I have a long (row per pt) dataset, with columns for numerous variables. I've created a for loop to run over each row and print the id of every participant that is an outlier based on their results for a specific column/variable. In the below example looking at column x, this correctly identifies Pt6 as an outlier on variable x.

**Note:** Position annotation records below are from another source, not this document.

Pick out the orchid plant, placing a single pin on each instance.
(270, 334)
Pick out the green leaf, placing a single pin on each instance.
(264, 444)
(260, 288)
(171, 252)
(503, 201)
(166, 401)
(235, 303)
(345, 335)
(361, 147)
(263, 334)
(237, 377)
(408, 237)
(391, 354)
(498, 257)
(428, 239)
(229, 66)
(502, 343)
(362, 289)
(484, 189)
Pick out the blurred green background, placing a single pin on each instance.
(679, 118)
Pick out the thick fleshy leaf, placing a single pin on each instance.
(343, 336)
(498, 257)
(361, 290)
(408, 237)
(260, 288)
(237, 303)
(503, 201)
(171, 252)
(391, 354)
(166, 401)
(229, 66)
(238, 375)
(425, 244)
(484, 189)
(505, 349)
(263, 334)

dat <- data.frame(id=c("Pt1","Pt2", "Pt3","Pt4", "Pt5", "Pt6"),
x=c(1,3,3,3,5,31),
y=c(2,9,10,10.5,10.5,11),
z=c(34,34,34,35,68,36))
for (row in 1:nrow(dat)) {
variable <- dat[row, "x"]
id <- dat[row, "id"]
if((variable>(mean(dat$x, na.rm=TRUE)
+ (2*sd(dat$x, na.rm=TRUE))))
|
(variable<(mean(dat$x, na.rm=TRUE)
- (2*sd(dat$x, na.rm=TRUE))))
)
{
print(id)
}}
However, I'd like to identify all participants that are an outlier based on each column individually - in the example data, it should identify Pt6 because of their x value AND Pt1 because of their y value AND Pt5 because of their z value.

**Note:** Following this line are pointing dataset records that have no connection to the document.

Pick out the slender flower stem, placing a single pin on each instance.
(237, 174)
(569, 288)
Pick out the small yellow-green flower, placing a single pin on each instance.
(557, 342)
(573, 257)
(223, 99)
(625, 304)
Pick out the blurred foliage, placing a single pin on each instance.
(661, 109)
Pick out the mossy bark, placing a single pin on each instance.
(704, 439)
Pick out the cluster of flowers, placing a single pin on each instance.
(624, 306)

I know I'll need to nest another for loop to go over the columns, something like the below, but it only identifies Pt5 so I think it is not looking at the columns individually?
for (row in 1:nrow(dat)) {
for (col in 1:ncol(dat))
value <- dat[row, col]
id <- dat[row, "id"]
if((value>(mean(dat[[col]], na.rm=TRUE)
+ (2*sd(dat[[col]], na.rm=TRUE))))
|
(value<(mean(dat[[col]], na.rm=TRUE)
- (2*sd(dat[[col]], na.rm=TRUE))))
)
{
print(id)
}}
I'm new to forloops (obviously) - trying to get out of the bad habit of copy pasting. I've tried looking at other answers but I can't see how to apply it here / they're not in R. Any help appreciated! Open to different approaches altogether (e.g apply based ones) but would quite like to plug my gap in forloop understanding if possible. Thanks!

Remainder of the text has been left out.